Going back to my childhood (because everything that we do originates there), I learned the importance of friendship. Somewhere at my grandma’s house, there is my kindergarten report card. On this report card I performed satisfactorily in all areas except the comment section. The comment read “Racquell is very social and has lots of friends, but she needs to learn when it’s appropriate to talk.” Yes. I woke up like this. The same applies today as I’m usually getting in trouble at work for being too chatty and having hour long conversations with strangers I meet on the street. In addition, Jenny (my mother) has had friends near and far for all of my life. I can’t remember a time when they weren’t there for support for whatever shenanigans she had going on. They were at my birthday parties, their kids became my friends and they never failed to give me encouragement and guidance as I was growing up. Many of them still do.
So it’s no secret that friendship continues to be a major part of what makes me who I am. Anybody that knows me, knows that I absolutely love my friends. Emphasis on FRIENDS. By that I mean that if we’ve never hung out, been to a wedding or a funeral together or your parents don’t know who I am, then we probably aren’t really friends. I have tons of pictures of them hanging in my work space, in frames, just everywhere. Every single one of them. My friends are closer than most of my family. They are my peace of mind when I have lost it and my voice of reason by request. I do my best to keep good people in my life and more importantly keep in contact with them. Even when it sometimes means every now and thanks to the journey of life.
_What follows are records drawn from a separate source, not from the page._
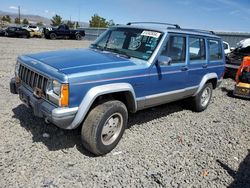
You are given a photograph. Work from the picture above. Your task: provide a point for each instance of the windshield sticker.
(151, 34)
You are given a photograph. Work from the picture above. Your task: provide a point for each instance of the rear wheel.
(104, 127)
(52, 36)
(201, 101)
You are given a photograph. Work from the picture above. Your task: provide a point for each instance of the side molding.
(204, 80)
(95, 92)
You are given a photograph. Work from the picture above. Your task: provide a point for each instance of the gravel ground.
(166, 146)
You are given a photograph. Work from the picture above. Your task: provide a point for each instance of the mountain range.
(33, 19)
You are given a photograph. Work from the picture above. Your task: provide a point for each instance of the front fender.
(204, 80)
(95, 92)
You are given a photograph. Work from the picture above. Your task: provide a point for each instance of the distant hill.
(33, 19)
So I decided to share three things that I have learned about friendship over the years. Because well…..like everything else, people change:
- Never be afraid to keep it moving
- Meet them where they are
- There are plenty of seats at the table
When someone shows you who they are, believe them. -Maya Angelou
She said it. Your grandma said it. My grandma said it. I’m saying it again. How many more times does it need to be repeated for you to get it? Somewhere along the lines I remembered that you are not obligated to stay in any friendship that you no longer desire to be apart of. And that does not only apply to friendships. It’s completely ok to keep it moving. I had a friend to simply abandon thirteen years of friendship. Did it hurt? Hell yeah! It took me forever and a day to process it, grieve and move on. I had all types of issues surrounding loyalty and trust after it happened. On the brighter side, this person made so much more room for other beautiful people to come into my life.
Understanding and compassion also go hand and hand in friendships. I became a better friend the day I tried on the shoes of one of my friends. My intention was to understand exactly how they became who they were when I met them. When I tell y’all this made me more compassionate and willing to accept them where they were in life. It also taught me to stop shaming and stop allowing friends to shame me for decisions that they or I have made or continue to make. To be a better friend, at some point, we have to let grown folks be grown. Listen, I used to be NOTORIOUS for taking on their baggage. Those days are few and far between. I love ya. But if both of us are breaking down from all this baggage, who is going to help us keep going? The cycle has to stop at some point. Nowadays, I give my opinion only when asked. If you are receptive, cool. If not, why the hell did you ask me? I’m a friend that’s down for whatever my friends are down for as long as its legal. We all know how I feel about being an inmate (see the post about student loans).
Especially as women, we have GOT to learn our friends. All friends ARE NOT created equal. I repeat ALL FRIENDS ARE NOT CREATED EQUAL. Some friends need to be told all the details while others need to be given the cliff notes. It’s best to also have friends that are well rounded. Have friends that not only party with you, but ones that also pray with you and for you. I’m starting to hate the phrase “birds of a feather flock together.” Because sometimes they don’t. I’m definitely the Dina (Girls Trip) in my group of friends. And if you base them off of my antics, you’ll be in for a surprise. I have different sets of friends that have come into my life at different times. There are only two occasions that I expect to see all of them in the same room at the same time- my birthday dinners and my future wedding. I know them well enough to know that to ask for more than that would be pretty chaotic. And ain’t nobody got time for that.